Identify Reference Periods in PNADC Data
Source:R/pnadc-identify-periods.R
pnadc_identify_periods.RdPNADC is a quarterly survey, but each interview actually refers to a specific temporal period within the quarter. This function identifies which month, fortnight (quinzena), and week each observation belongs to, enabling sub-quarterly time series analysis.
The algorithm uses a nested identification approach:
Phase 1: Identify MONTHS for all observations using:
IBGE's reference week timing rules (first reference week – ending in a Saturday – with sufficient days)
Respondent birthdates to constrain possible interview dates
UPA-panel level aggregation across ALL quarters (panel design)
Dynamic exception detection (identifies quarters needing relaxed rules)
Phase 2: Identify FORTNIGHTS for month-determined observations:
Search space constrained to 2 fortnights within determined month
Household-level aggregation within each quarter
Phase 3: Identify WEEKS for fortnight-determined observations:
Search space constrained to ~2 weeks within determined fortnight
Household-level aggregation within each quarter
Arguments
- data
A data.frame or data.table with PNADC microdata. Required columns:
Ano: Survey yearTrimestre: Quarter (1-4)UPA: Primary Sampling UnitV1008: Household id/sequence within UPAV1014: Panel identifierV2008: Birth day (1-31)V20081: Birth month (1-12)V20082: Birth yearV2009: Age
Optional but recommended:
V2003: Person sequence within household
- verbose
Logical. If TRUE (default), display progress information.
- store_date_bounds
Logical. If TRUE, stores date bounds and exception flags in the crosswalk for optimization when calling
pnadc_experimental_periods(). This enables 10-20x speedup for the probabilistic strategy by avoiding redundant computation. Default FALSE.
Value
A data.table crosswalk with columns:
- Ano, Trimestre, UPA, V1008, V1014
Join keys (year, quarter, UPA, household, panel)
- ref_month_in_quarter
Integer. Month position in quarter (1, 2, 3) or NA
- ref_month_in_year
Integer. Month position in year (1-12) or NA
- ref_fortnight_in_month
Integer. Fortnight position in month (1 or 2) or NA
- ref_fortnight_in_quarter
Integer.

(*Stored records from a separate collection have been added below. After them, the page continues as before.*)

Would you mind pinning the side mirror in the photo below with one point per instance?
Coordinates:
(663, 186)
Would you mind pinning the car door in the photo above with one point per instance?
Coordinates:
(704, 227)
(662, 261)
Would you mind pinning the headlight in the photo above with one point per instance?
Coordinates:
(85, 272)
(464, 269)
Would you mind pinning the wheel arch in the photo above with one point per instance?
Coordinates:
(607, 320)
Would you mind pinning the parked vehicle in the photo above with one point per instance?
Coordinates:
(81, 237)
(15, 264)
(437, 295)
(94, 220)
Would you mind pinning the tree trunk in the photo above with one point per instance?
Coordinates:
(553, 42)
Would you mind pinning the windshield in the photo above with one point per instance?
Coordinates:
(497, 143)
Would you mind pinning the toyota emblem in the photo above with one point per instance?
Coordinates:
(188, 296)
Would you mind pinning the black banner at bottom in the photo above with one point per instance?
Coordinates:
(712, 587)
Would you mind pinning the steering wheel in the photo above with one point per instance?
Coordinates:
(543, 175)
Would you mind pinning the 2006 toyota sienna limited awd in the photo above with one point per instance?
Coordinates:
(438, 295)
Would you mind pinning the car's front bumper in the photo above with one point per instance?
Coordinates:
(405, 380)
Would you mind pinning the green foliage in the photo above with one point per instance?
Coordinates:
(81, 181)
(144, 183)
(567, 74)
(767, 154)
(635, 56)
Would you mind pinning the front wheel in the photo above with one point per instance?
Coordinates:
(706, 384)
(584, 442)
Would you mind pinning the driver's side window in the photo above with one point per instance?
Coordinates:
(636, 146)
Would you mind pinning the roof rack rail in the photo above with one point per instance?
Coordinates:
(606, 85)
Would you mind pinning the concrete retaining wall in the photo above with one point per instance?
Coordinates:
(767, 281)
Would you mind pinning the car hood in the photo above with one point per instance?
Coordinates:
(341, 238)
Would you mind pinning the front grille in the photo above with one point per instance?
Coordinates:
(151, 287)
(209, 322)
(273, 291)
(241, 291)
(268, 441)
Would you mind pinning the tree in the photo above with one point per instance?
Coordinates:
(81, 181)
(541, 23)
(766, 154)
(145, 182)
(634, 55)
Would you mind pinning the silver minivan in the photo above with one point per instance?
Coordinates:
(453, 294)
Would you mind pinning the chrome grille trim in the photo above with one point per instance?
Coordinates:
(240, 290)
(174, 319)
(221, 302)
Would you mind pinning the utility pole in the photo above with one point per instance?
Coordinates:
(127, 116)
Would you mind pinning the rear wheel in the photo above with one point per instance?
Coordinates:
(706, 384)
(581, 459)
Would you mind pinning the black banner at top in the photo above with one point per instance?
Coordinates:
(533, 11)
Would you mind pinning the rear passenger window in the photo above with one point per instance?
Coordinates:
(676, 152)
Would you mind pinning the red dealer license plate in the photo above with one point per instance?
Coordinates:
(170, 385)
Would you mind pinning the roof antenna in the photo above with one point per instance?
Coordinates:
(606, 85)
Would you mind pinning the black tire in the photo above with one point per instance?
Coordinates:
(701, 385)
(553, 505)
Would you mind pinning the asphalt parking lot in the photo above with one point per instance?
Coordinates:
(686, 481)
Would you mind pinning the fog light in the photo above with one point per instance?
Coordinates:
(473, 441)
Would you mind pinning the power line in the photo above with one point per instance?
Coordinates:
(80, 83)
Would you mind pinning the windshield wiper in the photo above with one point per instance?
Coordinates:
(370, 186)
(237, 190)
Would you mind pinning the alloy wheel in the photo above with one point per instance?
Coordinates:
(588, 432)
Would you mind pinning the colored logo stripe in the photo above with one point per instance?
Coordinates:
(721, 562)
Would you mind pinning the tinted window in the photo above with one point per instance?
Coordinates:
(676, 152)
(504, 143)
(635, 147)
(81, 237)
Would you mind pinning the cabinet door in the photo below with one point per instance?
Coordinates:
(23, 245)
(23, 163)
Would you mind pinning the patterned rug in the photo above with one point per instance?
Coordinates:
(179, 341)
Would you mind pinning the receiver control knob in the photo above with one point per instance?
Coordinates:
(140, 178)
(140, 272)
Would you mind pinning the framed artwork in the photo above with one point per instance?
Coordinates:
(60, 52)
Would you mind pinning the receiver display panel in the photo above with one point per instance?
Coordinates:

Fortnight position in quarter (1-6) or NA
- ref_week_in_month
Integer. Week position in month (1-4) or NA
- ref_week_in_quarter
Integer. Week position in quarter (1-12) or NA
- date_min
Date. Lower bound of the interview reference date for the individual. Only returned if store_date_bounds = TRUE
- date_max
Date. Upper bound of the interview reference date for the individual. Only returned if store_date_bounds = TRUE
- week_1_start
Date. Sunday of the IBGE first reference week of the month. Only returned if store_date_bounds = TRUE
- week_1_end
Date. Saturday of the IBGE first reference week of the month. Only returned if store_date_bounds = TRUE
- week_2_start
Date. Sunday of the IBGE second reference week of the month. Only returned if store_date_bounds = TRUE
- week_2_end
Date. Saturday of the IBGE second reference week of the month. Only returned if store_date_bounds = TRUE
- week_3_start
Date. Sunday of the IBGE third reference week of the month. Only returned if store_date_bounds = TRUE
- week_3_end
Date. Saturday of the IBGE third reference week of the month. Only returned if store_date_bounds = TRUE
- week_4_start
Date. Sunday of the IBGE fourth reference week of the month. Only returned if store_date_bounds = TRUE
- week_4_end
Date. Saturday of the IBGE fourth reference week of the month. Only returned if store_date_bounds = TRUE
- month_max_upa
Integer. Maximum month position across UPA-V1014 group (for debugging). Only returned if store_date_bounds = TRUE
- month_min_upa
Integer. Minimum month position across UPA-V1014 group (for debugging). Only returned if store_date_bounds = TRUE
- fortnight_max_hh
Integer. Maximum fortnight position within household (for debugging). Only returned if store_date_bounds = TRUE
- fortnight_min_hh
Integer. Minimum fortnight position within household (for debugging). Only returned if store_date_bounds = TRUE
- week_min_hh
Integer. Minimum week position within household (for debugging). Only returned if store_date_bounds = TRUE
- week_max_hh
Integer. Maximum week position within household (for debugging). Only returned if store_date_bounds = TRUE
- ref_month_yyyymm
Integer. Identified reference month in the format YYYYMM, where MM follows the IBGE calendar. 1 <= MM <= 12
- ref_fortnight_yyyyff
Integer. Identified reference fortnight in the format YYYYFF, where FF follows the IBGE calendar. 1 <= FF <= 24
- ref_week_yyyyww
Integer. Identified reference Week in the format YYYYWW, where WW follows the IBGE calendar. 1 <= WW <= 48
- determined_month
Logical. Flags if the month was determined.
- determined_fortnight
Logical. Flags if the fortnight was determined.
- determined_week
Logical. Flags if the week was determined.
Details
Builds a crosswalk containing reference periods (month, fortnight, and week) for PNADC survey data based on IBGE's interview timing rules.
Temporal Granularity
The crosswalk contains three levels of temporal granularity:
Month: 3 per quarter, ~97\
Fortnight (quinzena): 6 per quarter, ~9\
Week: 12 per quarter, ~3\
Cross-Quarter Aggregation (Important!)
For optimal month determination rates, input data should be stacked across multiple quarters (ideally 4+ years). The algorithm leverages PNADC's rotating panel design where the same UPA-V1014 is interviewed in the same relative position across quarterly visits.
Fortnight Definition
Fortnights are numbered 1-6 per quarter (2 per month), based on the IBGE reference week calendar (not calendar days). Each IBGE "month" consists of exactly 4 reference weeks (28 days), starting on a Sunday:
Fortnight 1 in month: IBGE weeks 1-2 (days 1-14 of the IBGE month)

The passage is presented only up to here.